Zgodnie z zapowiedziami, na początku maja w serwisie Netflix pojawił się nowy, polski film. To „Polowanie” - mocny thriller, który pokazuje do czego może prowadzić żądza władzy. Film jest najpopularniejszą nowością w Polsce i zawędrował na sam szczyt TOP 10 Netfliksa.
"Polowanie" podbija Netfliksa!
„Polowanie” to nowy film współtwórców „Układu zamkniętego”, zainspirowany prawdziwymi wydarzeniami. Historia, która może zdarzyć się zawsze i wszędzie. To także opowieść o małym mieście i jego wielkich tajemnicach. Film kręcono w Gniewie i to tam w ubiegłym roku, na dziedzińcu zamku, odbył się pierwszy pokaz dla mieszkańców.
To historia człowieka, który postawił się niebezpiecznym siłom w swoim mieście. Michał Król, w tej roli Michał Czernecki, postanawia zawalczyć o lepszą przyszłość miejscowości, w której żyje. Nie chce być marionetką, figurantem. Ale trafia na skorumpowany system, który nie może mu darować tych zmian.
To film o żądzy władzy, która występuje wszędzie, począwszy od najmniejszego stołka wójta aż po sam polityczny szczyt.
- To straszna i okrutna choroba, którą obserwujemy nie tylko u Polsce. Ale to nie znaczy, że musimy ją akceptować. „Polowanie” obnaża mechanizmy tej żądzy – mówił Mirosław Piepka, jeden z trzech obok Michała Pruskiego i Pawła Chmielewskiego, autorów scenariusza.
"Polowanie". O czym jest film?
„Polowanie” przedstawia coś, co wydarzyło się naprawdę w małym, powiatowym miasteczku. Ta historia dotyczy człowieka, który, rządząc lokalnie, nie poszedł na tak zwane układy. Rządził mądrze, chcąc aby poprawiało się życie mieszkańców. Niestety, konkurenci postanowili go usunąć i spić całą śmietankę. To jednak nie było łatwe, bo bohater miał swój kręgosłup i nie poddał się. Przeciwnicy, nie widząc innego sposobu, zaprosili go na polowanie, gdzie rozgrywa się dramat. Tyle można powiedzieć o fabule - dodaje Piepka.
CZYTAJ TEŻ: „Czerwień” wkrótce w Netfliksie! Jest zwiastun filmu [VIDEO]
Reżyser Paweł Chmielewski, związany z Gdynią, mówi o swoim filmie tak:
– To dość specyficzne kino.

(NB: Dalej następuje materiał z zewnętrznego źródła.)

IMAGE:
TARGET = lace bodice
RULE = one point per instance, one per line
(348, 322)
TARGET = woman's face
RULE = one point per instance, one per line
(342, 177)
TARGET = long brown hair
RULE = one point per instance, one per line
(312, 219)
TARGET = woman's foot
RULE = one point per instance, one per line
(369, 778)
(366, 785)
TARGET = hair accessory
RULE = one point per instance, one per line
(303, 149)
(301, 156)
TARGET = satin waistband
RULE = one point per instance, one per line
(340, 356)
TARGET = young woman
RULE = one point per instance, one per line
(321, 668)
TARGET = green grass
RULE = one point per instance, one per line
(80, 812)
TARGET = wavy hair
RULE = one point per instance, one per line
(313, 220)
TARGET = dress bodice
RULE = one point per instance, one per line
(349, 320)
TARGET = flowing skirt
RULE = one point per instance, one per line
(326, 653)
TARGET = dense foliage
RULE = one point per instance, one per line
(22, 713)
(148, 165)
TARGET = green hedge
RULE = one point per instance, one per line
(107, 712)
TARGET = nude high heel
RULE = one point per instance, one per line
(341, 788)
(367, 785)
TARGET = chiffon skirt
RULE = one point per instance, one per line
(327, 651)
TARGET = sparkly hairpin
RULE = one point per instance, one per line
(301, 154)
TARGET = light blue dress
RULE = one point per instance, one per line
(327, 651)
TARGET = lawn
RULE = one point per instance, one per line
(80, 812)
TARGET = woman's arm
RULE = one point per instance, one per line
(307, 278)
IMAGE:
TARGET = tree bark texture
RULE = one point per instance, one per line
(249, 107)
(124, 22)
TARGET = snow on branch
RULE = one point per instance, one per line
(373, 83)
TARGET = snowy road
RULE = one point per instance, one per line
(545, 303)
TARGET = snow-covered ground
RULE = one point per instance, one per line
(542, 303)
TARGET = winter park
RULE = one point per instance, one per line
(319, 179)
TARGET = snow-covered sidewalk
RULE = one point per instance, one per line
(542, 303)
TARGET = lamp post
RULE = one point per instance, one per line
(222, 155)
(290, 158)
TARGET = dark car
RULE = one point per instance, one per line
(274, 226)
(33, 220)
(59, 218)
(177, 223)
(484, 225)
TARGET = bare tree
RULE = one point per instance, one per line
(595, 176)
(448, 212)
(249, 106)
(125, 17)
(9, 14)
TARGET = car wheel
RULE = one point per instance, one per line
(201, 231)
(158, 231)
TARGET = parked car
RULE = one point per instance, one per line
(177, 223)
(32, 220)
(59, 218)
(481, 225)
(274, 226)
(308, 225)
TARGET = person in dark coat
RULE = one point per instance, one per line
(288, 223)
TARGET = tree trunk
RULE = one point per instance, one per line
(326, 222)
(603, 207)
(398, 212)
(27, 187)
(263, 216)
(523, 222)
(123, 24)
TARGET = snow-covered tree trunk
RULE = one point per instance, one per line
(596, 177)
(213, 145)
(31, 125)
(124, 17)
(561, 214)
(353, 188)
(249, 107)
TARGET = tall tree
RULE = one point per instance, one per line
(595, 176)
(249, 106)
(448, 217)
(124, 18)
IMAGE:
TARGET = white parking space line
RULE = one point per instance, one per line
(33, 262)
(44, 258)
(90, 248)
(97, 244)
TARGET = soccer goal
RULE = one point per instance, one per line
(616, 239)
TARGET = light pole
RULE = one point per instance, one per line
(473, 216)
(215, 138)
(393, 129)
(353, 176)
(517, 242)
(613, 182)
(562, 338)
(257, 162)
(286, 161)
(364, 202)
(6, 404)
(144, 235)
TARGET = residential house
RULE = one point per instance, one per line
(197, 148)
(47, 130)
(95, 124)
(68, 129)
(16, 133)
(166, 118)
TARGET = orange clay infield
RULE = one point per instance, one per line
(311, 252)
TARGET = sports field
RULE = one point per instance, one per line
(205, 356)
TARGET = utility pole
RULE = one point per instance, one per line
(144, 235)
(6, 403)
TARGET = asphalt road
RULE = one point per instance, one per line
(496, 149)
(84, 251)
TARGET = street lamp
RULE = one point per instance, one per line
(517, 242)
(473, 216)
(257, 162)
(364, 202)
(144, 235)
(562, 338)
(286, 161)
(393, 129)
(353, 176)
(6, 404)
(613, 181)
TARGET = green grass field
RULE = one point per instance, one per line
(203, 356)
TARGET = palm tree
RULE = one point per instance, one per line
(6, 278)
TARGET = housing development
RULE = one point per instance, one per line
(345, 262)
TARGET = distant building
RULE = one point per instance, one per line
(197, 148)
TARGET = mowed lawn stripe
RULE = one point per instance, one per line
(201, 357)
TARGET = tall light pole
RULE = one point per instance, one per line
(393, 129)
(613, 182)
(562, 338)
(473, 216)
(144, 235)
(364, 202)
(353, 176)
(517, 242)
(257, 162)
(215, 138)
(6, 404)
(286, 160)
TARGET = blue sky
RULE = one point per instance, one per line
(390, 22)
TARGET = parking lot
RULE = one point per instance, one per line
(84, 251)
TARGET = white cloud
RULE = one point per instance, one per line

Gatunkowo określa się je jako thriller polityczny. Ale dramaturgia „Polowania” jest tak sprytnie poprowadzona, żeby mrok, jaki w naszym filmie jest, przeplatał się z komediowymi akcentami. To kontrapunkt wprowadzony po to, żeby widza tak całkowicie nie zdołować. To jak w sztukach Szekspira, gdzie tragedia, np. Hamleta, zderza się z dowcipnymi dialogami postaci epizodycznych, jakimi są grabarze. W naszym filmie jest też postać, która stanowi kontrapunkt do tej smutnej i przerażającej historii głównego wątku. Na tym polega różnica między „Układem zamkniętym” a „Polowaniem”, że my wprowadzamy bohatera ludycznego, który daje widzowi także pewien oddech, dystans i trochę uśmiechu - tłumaczy.
Zdaniem reżysera, „Polowanie” ma wszystkie cechy westernu. Na pytanie, dlaczego, odpowiada:
– Bo nasz bohater jest też sam przeciw wszystkim.
Obsada to jednak nie tylko Michał Czernecki i Artur Barciś, ale też Magdalena Walach, Ewa Kasprzyk (w roli sędzi o przezwisku „grypa”, bo, jak mówi jeden z bohaterów, „każdy ją miał”), Kamila Kamińska, Piotr Cyrwus czy Andrzej Zaborski, znany m.in. z roli w filmie „U pana Boga za piecem”. Nawet w epizodach grają znani, rozpoznawalni aktorzy. Na przykład Krzysztof Janczar, legenda „Wojny domowej”, znany też z roli w filmie „Nie zaznasz spokoju” czy z amerykańskiego „Polowania na Czerwony Październik” z Seanem Connery i Aleciem Baldwinem. Krzysztof Janczar zagrał w „Polowaniu” burmistrza Siereckiego, uwikłanego w samorządowe intrygi.
Thrillery polityczne to nie jest polska specjalność. Tym bardziej cieszy sukces filmu, który tak bardzo związany jest z Pomorzem.